Previously it was mentioned (or it should have been, anyway) that the bobble relocation bracket on the transmission got bent up in one of the last adventures in breakage. Apparently it wanted to mount to the firewall.
It probably shouldn’t look like thatNope. Definitely not right
After whacking it with a hammer for a bit and putting it in the 20-ton press, I was able to flatten it out a bit.
Mostly flat. Just like Earth! (er, wait…)
A little bit of welding and some more hammering and I was left with this:
That’s more like it!
Since that picture, I also hit it with the flappy wheel to clean it up, shot some primer and then a few coats of gloss black on it. I didn’t get a picture, but just imagine in your mind that the above picture shows a bracket that looks just like that, but shiny. And black. And shiny.
To complete the bobble, I will need to pull the bottom section out and build a new strut. I’ve got a wide and sundry array of poly bushings that I think are for a Honda of some sort so I should be able to use those to cushion whatever I build. I’m thinking about some round tubing this time. Something to give it a little more strength.
In order to provide support for the engine’s up/down and rotational movement, it needs to be tied into the core support. The torque strut is fine for the street, and I’ll probably re-build it (again) and put it back on, but it’s held on with a single bolt that’s in shear. When the car is moving over very rough terrain, it’s just too much for that and it winds up breaking that bolt since it’s the only thing holding up the whole front weight of the engine. If all I had to worry about was the rotational force, I think it would be okay.
The problem with the stock FMM is that the engine-side of the bracket goes where the structural collar goes on the 2.4 turbo which would leave a gaping hole in the flywheel/clutch/bell housing area. The body-side of the FMM also interferes with the hot-side charge pipe as well as the block-to-bell housing bracket on the 2.4 Turbo. Fixing the interference with the air plumbing is easy enough – just grind off a bit of the steel on the side of the mount and the problem is solved. But there is absolutely no way that the body side of the mount will fit with that bracket.
My initial plan was to make a plate that would bolt to the offending bracket and then that plate would have some fingers to come down to the mount. Now that I see the impossibility of that, I’ve started making a new bracket to replace the aluminum one that was in the way. I’ve got some bar stock that I’ve trimmed down and put bolt holes in to connect to the block. Next, I’ll need to add some angle to that for the two bolts that connect to the bell housing. That will give me the connection between the engine and the transmission that the bracket provides while not getting in the way of the collar.

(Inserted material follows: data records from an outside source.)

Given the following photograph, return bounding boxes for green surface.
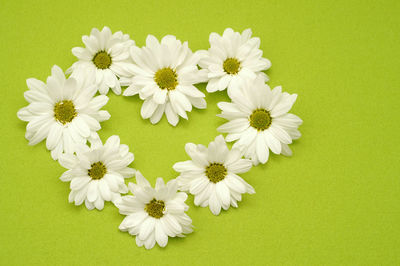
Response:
[0,0,400,265]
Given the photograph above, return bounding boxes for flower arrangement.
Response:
[17,27,302,249]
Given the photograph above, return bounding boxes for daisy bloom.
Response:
[199,28,271,92]
[115,171,193,249]
[173,135,255,215]
[67,27,135,95]
[121,35,207,126]
[217,77,303,165]
[17,66,110,160]
[59,136,135,210]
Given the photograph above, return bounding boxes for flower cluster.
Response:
[17,27,302,249]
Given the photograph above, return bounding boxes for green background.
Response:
[0,0,400,265]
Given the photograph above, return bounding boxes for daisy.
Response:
[67,27,135,95]
[199,28,271,92]
[217,77,303,165]
[17,66,110,160]
[121,35,207,126]
[59,136,135,210]
[173,135,255,215]
[115,171,193,249]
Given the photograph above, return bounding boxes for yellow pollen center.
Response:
[223,57,240,75]
[154,67,178,90]
[144,199,165,219]
[88,162,107,180]
[206,163,227,183]
[54,100,77,125]
[92,51,111,69]
[249,109,272,131]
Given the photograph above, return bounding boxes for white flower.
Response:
[115,171,193,249]
[173,135,255,215]
[199,28,271,92]
[121,35,207,126]
[59,136,135,210]
[217,77,303,165]
[67,27,135,95]
[17,66,110,160]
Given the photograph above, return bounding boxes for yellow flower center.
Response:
[223,57,240,75]
[92,51,112,69]
[144,199,165,219]
[249,109,272,131]
[206,163,228,183]
[154,67,178,90]
[54,100,77,125]
[88,162,107,180]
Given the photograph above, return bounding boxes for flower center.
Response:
[206,163,227,183]
[92,51,111,69]
[154,67,178,90]
[250,109,272,130]
[144,199,165,219]
[223,57,240,75]
[88,162,107,180]
[54,100,77,125]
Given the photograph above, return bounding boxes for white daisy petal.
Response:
[121,35,206,126]
[69,27,135,94]
[115,172,192,249]
[200,28,271,93]
[173,135,253,215]
[217,77,303,165]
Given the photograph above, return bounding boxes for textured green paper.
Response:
[0,0,400,265]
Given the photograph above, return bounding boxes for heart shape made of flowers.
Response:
[18,27,302,249]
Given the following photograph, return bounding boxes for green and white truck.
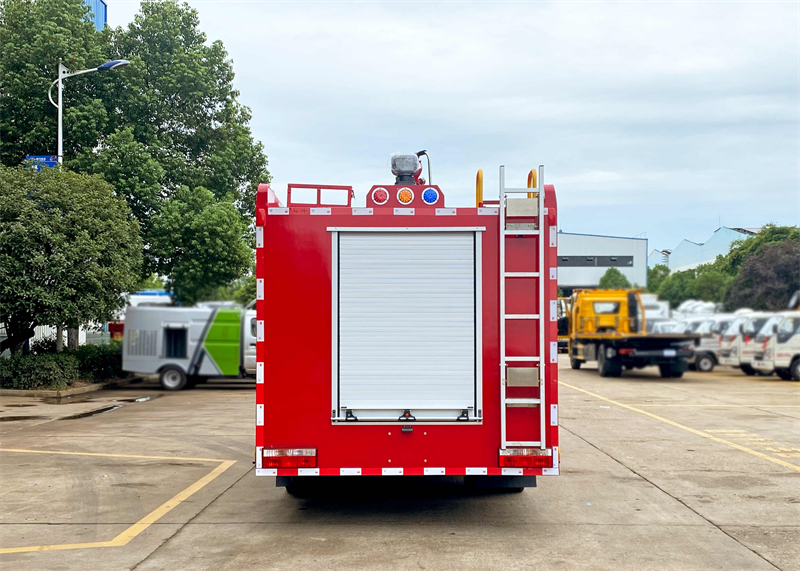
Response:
[122,304,256,391]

Once I have that bracket made, I will attach some fingers that come down and will bolt to the center of the Prothane-insert-filled rubber mount. At that point, I should have a mount that is mostly in tension held in to the block and transmission with 5 bolts. The bracket will also be rocked forward along with the engine so that the forces are directed at least a little bit inward towards the block instead of straight up on the welds that I’ll have to make.
With that mount in place, it should prevent the motor from moving up and down and the torque strut and bobble strut should only have to worry about providing resistance to rocking back and forth.
And they say “hope is not a plan”. Ha! It’s the only plan I’ve got!